Alice se gira hacia mí. «¿Qué es ese ruido?» Miramos por todo el jardín, bajo las flores, detrás del banco de madera, pero no encontramos la máquina. Bip. Bip. Bip. Nate restriega la cabeza en mi barriga. «No me gusta, Violet, haz que pare». Me subo a las piedras para asomarme al jardín de los vecinos, miro por las ventanas de nuestra casa, pero la máquina no aparece. La sensación de libertad deja paso al temor. Bip. Bip. Bip.
El pitido empieza a mutar, transformándose en el martilleo sordo de unos nudillos contra la madera. Me despierto para ver la cara severa de Saskia, que golpetea con el puño en el borde de la litera.
—Arriba, Violet. Te toca usar tus encantos con el inútil ese del cachas gema.
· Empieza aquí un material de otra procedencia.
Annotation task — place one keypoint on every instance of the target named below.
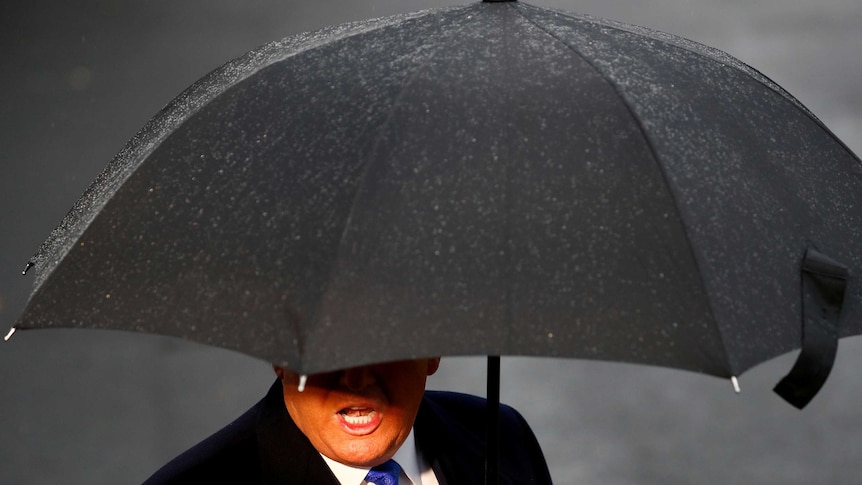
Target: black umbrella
(488, 179)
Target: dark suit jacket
(264, 446)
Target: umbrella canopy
(488, 179)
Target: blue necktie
(384, 474)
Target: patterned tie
(384, 474)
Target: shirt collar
(406, 456)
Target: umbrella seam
(365, 165)
(713, 53)
(179, 110)
(630, 108)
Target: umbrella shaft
(492, 440)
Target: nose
(357, 378)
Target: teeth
(358, 416)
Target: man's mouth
(359, 420)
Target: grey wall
(78, 78)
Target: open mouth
(358, 416)
(359, 419)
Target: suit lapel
(286, 455)
(454, 453)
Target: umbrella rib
(715, 54)
(364, 167)
(665, 178)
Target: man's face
(358, 416)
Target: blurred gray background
(79, 78)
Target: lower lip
(360, 429)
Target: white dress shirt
(414, 470)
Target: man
(335, 427)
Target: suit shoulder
(230, 452)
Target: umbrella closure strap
(824, 282)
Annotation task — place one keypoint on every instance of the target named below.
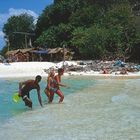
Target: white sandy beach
(31, 69)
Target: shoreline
(31, 69)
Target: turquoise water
(93, 109)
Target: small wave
(119, 98)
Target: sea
(93, 109)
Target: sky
(9, 8)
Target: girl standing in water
(55, 86)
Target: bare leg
(51, 96)
(60, 94)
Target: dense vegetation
(94, 29)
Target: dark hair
(60, 70)
(38, 77)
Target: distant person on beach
(56, 86)
(26, 86)
(50, 83)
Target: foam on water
(104, 109)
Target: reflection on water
(93, 109)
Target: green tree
(21, 23)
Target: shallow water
(93, 109)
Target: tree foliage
(21, 23)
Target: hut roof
(19, 50)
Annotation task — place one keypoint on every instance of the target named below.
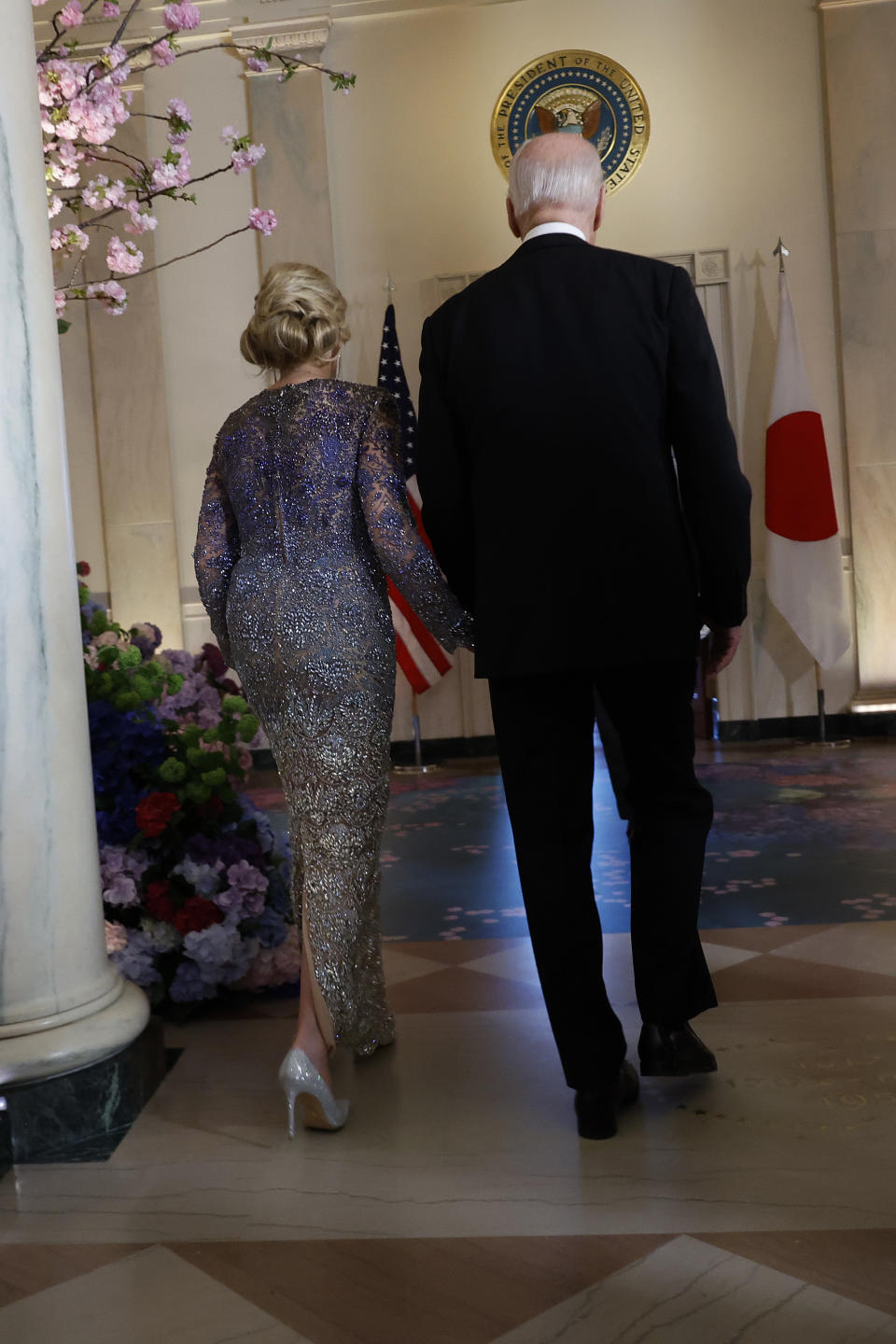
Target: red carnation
(156, 811)
(159, 903)
(196, 914)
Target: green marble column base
(83, 1114)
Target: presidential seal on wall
(581, 93)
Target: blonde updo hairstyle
(300, 317)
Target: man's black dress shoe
(596, 1108)
(673, 1053)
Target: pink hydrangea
(72, 15)
(246, 159)
(180, 18)
(161, 54)
(263, 220)
(124, 257)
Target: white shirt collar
(553, 229)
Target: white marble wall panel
(52, 958)
(859, 43)
(293, 177)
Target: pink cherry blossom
(247, 158)
(141, 222)
(164, 175)
(116, 937)
(117, 61)
(100, 192)
(112, 296)
(161, 54)
(69, 240)
(180, 18)
(124, 257)
(179, 112)
(265, 220)
(72, 15)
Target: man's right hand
(723, 645)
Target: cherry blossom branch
(193, 253)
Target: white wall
(736, 156)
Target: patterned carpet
(802, 834)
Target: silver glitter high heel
(320, 1109)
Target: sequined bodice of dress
(303, 515)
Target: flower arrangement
(83, 103)
(193, 882)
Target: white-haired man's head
(555, 179)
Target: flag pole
(819, 691)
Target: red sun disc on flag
(800, 498)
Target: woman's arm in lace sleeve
(217, 552)
(390, 523)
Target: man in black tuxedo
(581, 492)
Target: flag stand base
(418, 767)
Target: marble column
(859, 45)
(61, 1002)
(293, 177)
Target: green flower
(172, 770)
(129, 657)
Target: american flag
(419, 656)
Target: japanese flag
(804, 567)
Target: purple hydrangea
(271, 928)
(189, 986)
(137, 961)
(202, 876)
(219, 952)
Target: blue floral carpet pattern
(801, 836)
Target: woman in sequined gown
(303, 516)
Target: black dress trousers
(544, 727)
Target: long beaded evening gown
(303, 515)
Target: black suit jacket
(555, 391)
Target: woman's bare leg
(308, 1032)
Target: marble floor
(459, 1207)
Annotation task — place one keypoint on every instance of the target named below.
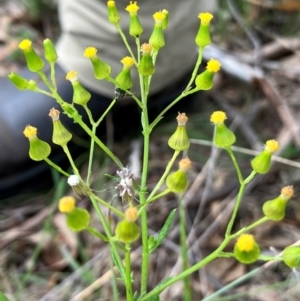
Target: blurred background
(258, 45)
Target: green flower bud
(291, 256)
(127, 232)
(61, 136)
(101, 69)
(246, 249)
(78, 219)
(20, 82)
(180, 141)
(203, 35)
(34, 62)
(113, 14)
(275, 209)
(223, 137)
(262, 162)
(135, 27)
(80, 95)
(204, 81)
(146, 67)
(38, 149)
(50, 51)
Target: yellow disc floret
(111, 3)
(245, 243)
(66, 204)
(213, 66)
(287, 192)
(25, 45)
(159, 17)
(132, 8)
(272, 146)
(205, 17)
(127, 61)
(218, 117)
(90, 52)
(30, 132)
(72, 76)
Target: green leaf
(163, 232)
(3, 297)
(78, 219)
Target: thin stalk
(236, 166)
(114, 250)
(67, 152)
(187, 296)
(128, 274)
(238, 202)
(58, 168)
(163, 177)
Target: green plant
(133, 222)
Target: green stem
(56, 167)
(238, 202)
(236, 166)
(163, 177)
(114, 250)
(183, 250)
(128, 274)
(67, 152)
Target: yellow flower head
(30, 132)
(127, 61)
(66, 204)
(90, 52)
(25, 45)
(132, 8)
(205, 18)
(287, 192)
(146, 48)
(185, 164)
(272, 146)
(111, 3)
(72, 76)
(159, 17)
(182, 119)
(245, 243)
(213, 66)
(218, 117)
(54, 114)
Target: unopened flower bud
(101, 69)
(135, 27)
(157, 39)
(127, 232)
(246, 250)
(50, 51)
(291, 256)
(34, 62)
(61, 136)
(223, 137)
(275, 209)
(80, 95)
(113, 14)
(66, 204)
(180, 141)
(146, 67)
(262, 162)
(131, 214)
(38, 149)
(204, 81)
(203, 35)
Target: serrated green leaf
(78, 219)
(164, 231)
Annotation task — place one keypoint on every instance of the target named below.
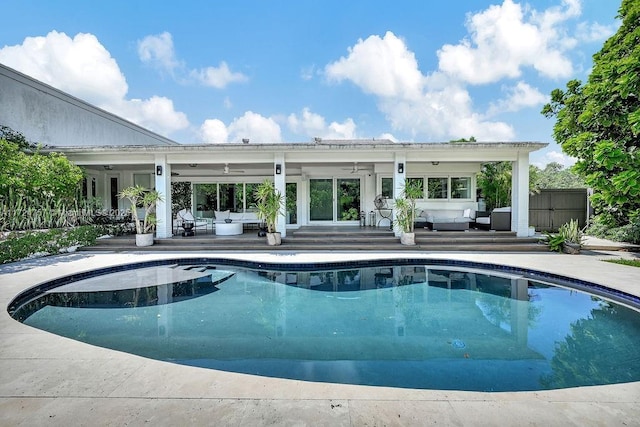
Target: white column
(164, 228)
(280, 183)
(399, 176)
(520, 195)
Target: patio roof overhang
(365, 152)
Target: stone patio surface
(50, 380)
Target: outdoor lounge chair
(185, 216)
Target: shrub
(567, 233)
(19, 246)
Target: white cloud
(218, 77)
(251, 125)
(314, 125)
(380, 66)
(79, 65)
(82, 67)
(504, 40)
(255, 127)
(156, 113)
(522, 95)
(214, 131)
(158, 51)
(554, 157)
(308, 73)
(594, 32)
(433, 105)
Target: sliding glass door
(334, 199)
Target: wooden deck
(335, 239)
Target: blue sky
(288, 71)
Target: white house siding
(109, 147)
(49, 116)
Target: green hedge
(19, 246)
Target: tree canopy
(599, 122)
(35, 176)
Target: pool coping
(43, 375)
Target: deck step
(333, 239)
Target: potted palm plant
(568, 239)
(405, 211)
(142, 198)
(270, 204)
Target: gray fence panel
(551, 208)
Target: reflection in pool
(412, 325)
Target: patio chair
(184, 216)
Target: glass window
(461, 188)
(142, 179)
(250, 198)
(387, 188)
(205, 199)
(437, 188)
(291, 203)
(417, 182)
(232, 197)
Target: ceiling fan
(226, 170)
(355, 168)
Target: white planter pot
(408, 239)
(274, 239)
(144, 239)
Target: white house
(327, 182)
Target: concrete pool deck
(46, 379)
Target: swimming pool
(411, 323)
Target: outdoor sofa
(498, 220)
(242, 217)
(445, 219)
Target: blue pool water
(410, 325)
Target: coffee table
(228, 228)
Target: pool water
(415, 326)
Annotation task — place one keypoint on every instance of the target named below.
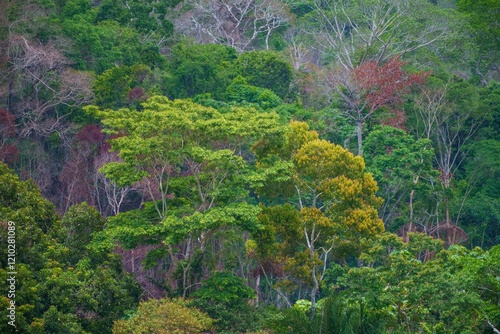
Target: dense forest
(250, 166)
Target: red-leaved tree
(371, 87)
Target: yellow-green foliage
(164, 316)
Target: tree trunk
(359, 130)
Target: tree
(164, 316)
(191, 162)
(402, 167)
(224, 297)
(482, 17)
(265, 69)
(235, 23)
(44, 83)
(370, 87)
(377, 31)
(448, 114)
(333, 193)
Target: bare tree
(377, 30)
(109, 196)
(43, 81)
(236, 23)
(451, 127)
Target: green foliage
(225, 299)
(403, 169)
(51, 296)
(239, 91)
(440, 294)
(198, 69)
(164, 316)
(266, 69)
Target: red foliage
(137, 94)
(91, 134)
(9, 153)
(383, 86)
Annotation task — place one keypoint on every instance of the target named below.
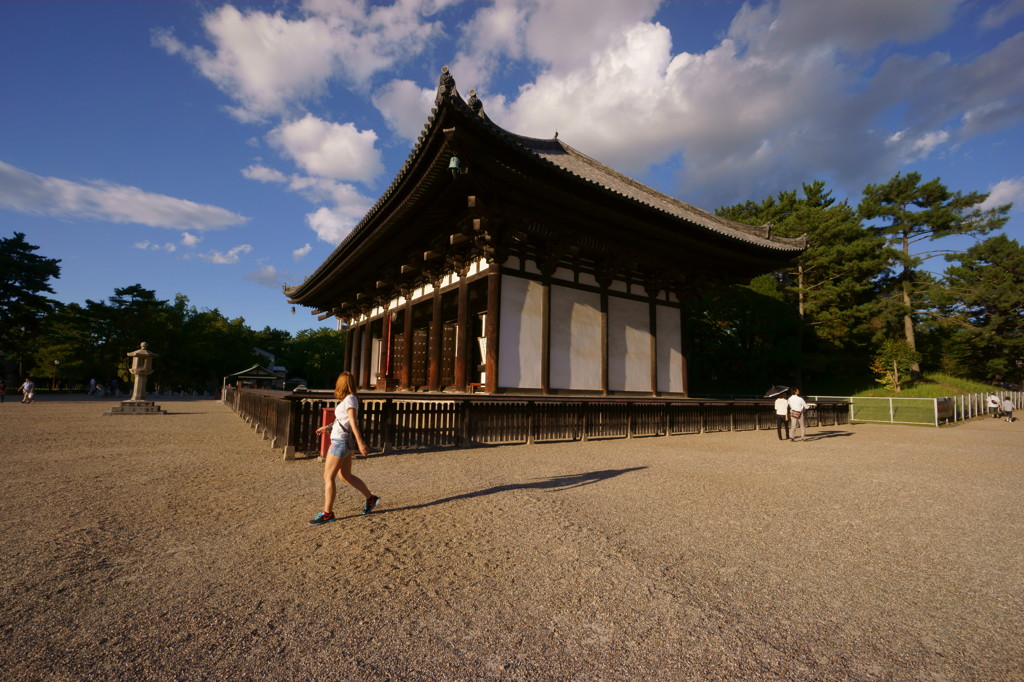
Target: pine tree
(910, 213)
(25, 278)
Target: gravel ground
(176, 547)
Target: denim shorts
(340, 449)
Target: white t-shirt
(339, 430)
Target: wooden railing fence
(403, 421)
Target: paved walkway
(176, 547)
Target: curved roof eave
(563, 159)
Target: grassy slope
(934, 385)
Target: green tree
(25, 278)
(893, 363)
(833, 285)
(910, 212)
(316, 355)
(984, 310)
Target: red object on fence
(328, 418)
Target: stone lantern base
(136, 408)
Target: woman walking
(345, 436)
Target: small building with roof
(509, 264)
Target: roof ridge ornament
(445, 87)
(475, 103)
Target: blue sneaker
(322, 518)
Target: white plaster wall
(670, 350)
(629, 345)
(576, 339)
(520, 333)
(375, 358)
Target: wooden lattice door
(449, 337)
(418, 376)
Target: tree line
(71, 343)
(860, 298)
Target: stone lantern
(141, 368)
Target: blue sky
(222, 150)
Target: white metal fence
(929, 412)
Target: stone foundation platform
(136, 408)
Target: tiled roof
(582, 166)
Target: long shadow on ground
(553, 484)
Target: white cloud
(345, 205)
(265, 275)
(330, 150)
(270, 62)
(148, 246)
(404, 105)
(98, 200)
(1010, 190)
(560, 35)
(999, 13)
(263, 174)
(232, 256)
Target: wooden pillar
(653, 346)
(404, 383)
(545, 336)
(493, 327)
(604, 341)
(353, 365)
(368, 354)
(462, 353)
(434, 364)
(385, 350)
(349, 333)
(684, 344)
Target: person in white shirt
(782, 416)
(797, 409)
(993, 406)
(345, 437)
(29, 391)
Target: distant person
(345, 435)
(28, 391)
(798, 407)
(782, 416)
(993, 406)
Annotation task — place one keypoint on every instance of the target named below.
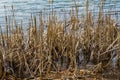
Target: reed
(61, 46)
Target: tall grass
(58, 47)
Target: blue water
(24, 8)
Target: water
(24, 8)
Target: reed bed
(53, 49)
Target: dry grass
(61, 46)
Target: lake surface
(24, 8)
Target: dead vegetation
(74, 48)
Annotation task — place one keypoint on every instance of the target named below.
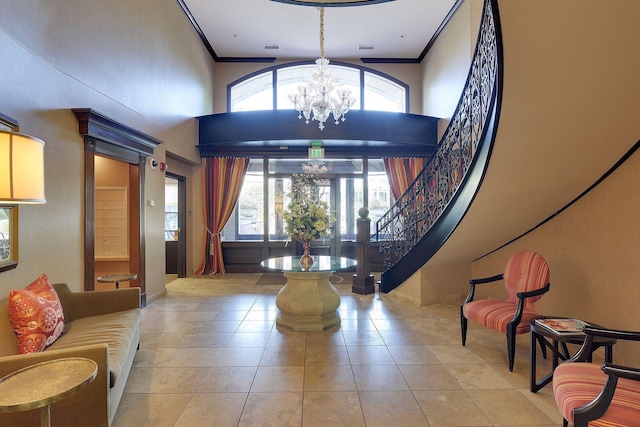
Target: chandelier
(316, 99)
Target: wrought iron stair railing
(421, 220)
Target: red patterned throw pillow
(36, 315)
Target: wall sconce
(21, 168)
(155, 164)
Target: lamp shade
(21, 168)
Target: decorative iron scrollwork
(413, 214)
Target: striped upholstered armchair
(594, 395)
(526, 278)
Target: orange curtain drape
(222, 181)
(402, 172)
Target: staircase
(422, 219)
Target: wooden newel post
(363, 281)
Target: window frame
(274, 80)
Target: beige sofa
(103, 326)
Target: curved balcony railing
(426, 214)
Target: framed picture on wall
(8, 237)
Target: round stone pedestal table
(308, 301)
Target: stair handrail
(428, 196)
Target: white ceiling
(397, 29)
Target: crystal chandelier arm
(322, 33)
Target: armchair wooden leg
(543, 347)
(511, 346)
(463, 327)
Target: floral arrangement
(307, 216)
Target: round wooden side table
(40, 385)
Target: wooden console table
(552, 340)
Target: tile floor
(211, 355)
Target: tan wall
(140, 63)
(592, 251)
(445, 69)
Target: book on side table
(563, 326)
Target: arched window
(270, 88)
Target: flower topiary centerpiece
(307, 217)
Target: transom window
(270, 88)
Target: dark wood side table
(40, 385)
(552, 340)
(117, 278)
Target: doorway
(175, 226)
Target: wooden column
(363, 281)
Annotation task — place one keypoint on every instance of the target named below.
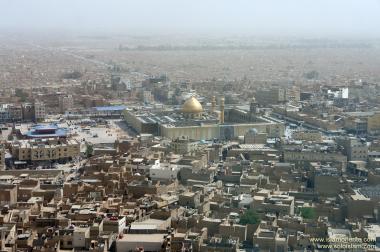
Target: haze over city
(321, 18)
(189, 126)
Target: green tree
(308, 213)
(249, 217)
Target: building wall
(221, 131)
(50, 151)
(314, 136)
(373, 124)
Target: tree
(249, 217)
(308, 213)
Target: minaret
(222, 110)
(213, 104)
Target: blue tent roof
(111, 108)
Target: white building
(39, 111)
(163, 171)
(66, 102)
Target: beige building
(307, 135)
(304, 157)
(39, 111)
(44, 149)
(197, 124)
(2, 158)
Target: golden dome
(192, 105)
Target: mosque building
(192, 120)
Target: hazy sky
(252, 17)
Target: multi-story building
(353, 148)
(66, 102)
(307, 135)
(39, 111)
(303, 158)
(2, 157)
(184, 145)
(44, 149)
(270, 96)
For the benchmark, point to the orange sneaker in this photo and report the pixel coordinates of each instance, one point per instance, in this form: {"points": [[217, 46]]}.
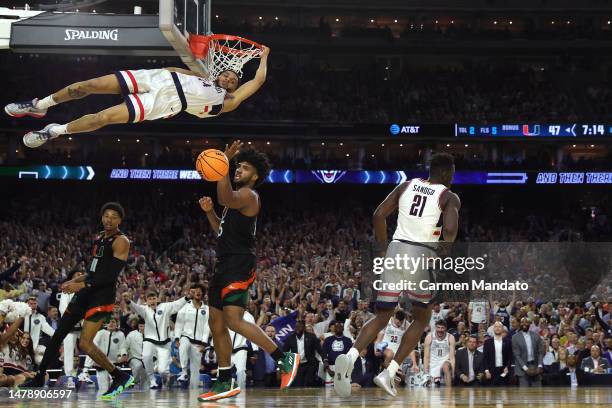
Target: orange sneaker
{"points": [[220, 390], [288, 365]]}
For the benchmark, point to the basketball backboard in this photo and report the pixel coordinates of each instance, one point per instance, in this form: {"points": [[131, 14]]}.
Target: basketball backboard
{"points": [[179, 18]]}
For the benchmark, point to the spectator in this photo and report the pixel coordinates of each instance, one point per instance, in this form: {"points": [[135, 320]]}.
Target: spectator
{"points": [[264, 370], [527, 352], [469, 368], [366, 368], [333, 346], [595, 363], [306, 345], [497, 356]]}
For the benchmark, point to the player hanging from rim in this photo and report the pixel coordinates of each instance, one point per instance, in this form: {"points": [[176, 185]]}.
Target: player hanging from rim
{"points": [[149, 94], [93, 302], [234, 273], [427, 209]]}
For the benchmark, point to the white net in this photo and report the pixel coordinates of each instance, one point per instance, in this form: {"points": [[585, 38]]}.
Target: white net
{"points": [[221, 52]]}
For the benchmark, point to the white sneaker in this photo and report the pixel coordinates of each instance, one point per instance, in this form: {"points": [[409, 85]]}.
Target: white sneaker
{"points": [[84, 377], [384, 381], [342, 376], [37, 138], [26, 108]]}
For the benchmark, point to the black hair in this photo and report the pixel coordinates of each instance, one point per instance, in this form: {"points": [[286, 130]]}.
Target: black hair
{"points": [[441, 323], [256, 159], [115, 207], [72, 273], [238, 75], [440, 162], [198, 285]]}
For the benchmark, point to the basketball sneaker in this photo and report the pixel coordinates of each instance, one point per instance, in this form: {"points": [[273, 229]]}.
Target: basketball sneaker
{"points": [[120, 384], [288, 365], [38, 381], [220, 390], [384, 381], [26, 108], [37, 138], [342, 376], [183, 378]]}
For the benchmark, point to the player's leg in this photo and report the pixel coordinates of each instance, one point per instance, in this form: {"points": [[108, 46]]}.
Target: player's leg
{"points": [[107, 84], [240, 362], [103, 381], [343, 369], [69, 344], [148, 352], [163, 361], [67, 322], [447, 371], [91, 325], [421, 313], [224, 387], [114, 115], [233, 316], [195, 359], [184, 351]]}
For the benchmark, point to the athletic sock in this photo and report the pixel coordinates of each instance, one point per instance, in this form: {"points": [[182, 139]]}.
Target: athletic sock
{"points": [[353, 355], [117, 373], [225, 373], [393, 367], [58, 130], [46, 103], [277, 355]]}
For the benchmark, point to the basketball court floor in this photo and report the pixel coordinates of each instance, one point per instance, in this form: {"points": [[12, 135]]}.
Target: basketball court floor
{"points": [[318, 397]]}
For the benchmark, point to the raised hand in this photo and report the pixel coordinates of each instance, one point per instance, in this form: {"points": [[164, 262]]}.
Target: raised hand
{"points": [[233, 149]]}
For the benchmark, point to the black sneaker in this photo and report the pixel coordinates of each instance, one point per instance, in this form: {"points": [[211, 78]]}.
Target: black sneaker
{"points": [[37, 382], [120, 384]]}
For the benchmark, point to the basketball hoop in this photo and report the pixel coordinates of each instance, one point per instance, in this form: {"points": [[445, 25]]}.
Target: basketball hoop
{"points": [[222, 52]]}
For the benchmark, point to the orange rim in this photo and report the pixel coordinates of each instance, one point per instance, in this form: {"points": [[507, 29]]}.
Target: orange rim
{"points": [[199, 44]]}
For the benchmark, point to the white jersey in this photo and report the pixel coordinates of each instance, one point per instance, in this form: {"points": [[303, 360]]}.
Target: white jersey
{"points": [[393, 334], [133, 344], [204, 98], [436, 317], [439, 351], [157, 321], [193, 323], [419, 218], [479, 311], [34, 324]]}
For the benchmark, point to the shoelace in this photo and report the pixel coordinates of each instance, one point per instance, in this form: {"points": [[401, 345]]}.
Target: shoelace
{"points": [[22, 105]]}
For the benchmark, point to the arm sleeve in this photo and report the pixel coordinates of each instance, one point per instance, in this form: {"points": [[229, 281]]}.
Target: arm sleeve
{"points": [[177, 305], [122, 345], [516, 352], [46, 328], [180, 322], [7, 274], [138, 309]]}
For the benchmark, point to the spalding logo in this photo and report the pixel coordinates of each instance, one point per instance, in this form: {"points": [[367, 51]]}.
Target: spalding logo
{"points": [[328, 176], [72, 35]]}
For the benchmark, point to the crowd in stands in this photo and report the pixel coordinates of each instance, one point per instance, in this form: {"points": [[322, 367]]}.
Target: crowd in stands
{"points": [[312, 267]]}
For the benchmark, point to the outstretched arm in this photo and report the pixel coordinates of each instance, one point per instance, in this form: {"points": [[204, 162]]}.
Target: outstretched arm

Estoy empapada en sudor y el pulso me resuena, machacón, en los oídos.
—Willow —digo, con la voz todavía adormecida.
—Ya sé cómo se llama.
Parpadeo para quitarme las telarañas de los ojos y me digo a mí misma que aquellos pitidos no eran más que el sonido del golpeteo impaciente de Saskia o el propio flujo de la sangre por el cuerpo. No hay más explicaciones posibles.